The findings show how governments and other groups around the world are able to buy sophisticated hacking tools and expertise from outside vendors to spy on activists, journalists and political rivals.

Claudio Guarnieri, a security researcher with Amnesty, said the two affected human rights activists in Morocco, Maati Monjib and Abdessadik El Bouchattaoui, were hacked with the help of tools developed by an Israeli cyber arms dealer known as NSO Group.

“Amnesty believes these attacks to be unlawful and a violation of the rights of the (activists),” said Guarnieri. “There is an inevitable link to Moroccan authorities having been behind these attacks.”

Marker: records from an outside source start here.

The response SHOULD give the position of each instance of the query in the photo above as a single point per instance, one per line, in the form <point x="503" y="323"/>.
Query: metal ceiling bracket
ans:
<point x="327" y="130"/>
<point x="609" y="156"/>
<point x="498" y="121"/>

Messages left with the Moroccan Ministry of Foreign Affairs in Rabat and the Moroccan Embassy in Washington on Wednesday were not immediately returned. NSO said it is looking into the allegations.

Monjib said he believed he was spied on because of his involvement in the pro-democracy movement in Morocco. He is the co-founder of the NGO Freedom Now organization, which advocates for a free press in Morocco.

Computer hacker sitting in front of laptop late at night and using phone-Getty Images

The Amnesty report explains how one particular NSO product, known as the Pegasus spyware platform, used text messages with embedded malware targeting Monjib and Bouchattaoui to collect information stored on their cellphones.

“I knew I was being monitored by state intelligence but I didn’t know how (before),” said Bouchattaoui.

The booby-trapped text messages, reviewed by Amnesty, were sent between 2017 and 2018.

Security experts say this type of hacking technique is most common in countries where the government is in control of the domestic telecommunications industry.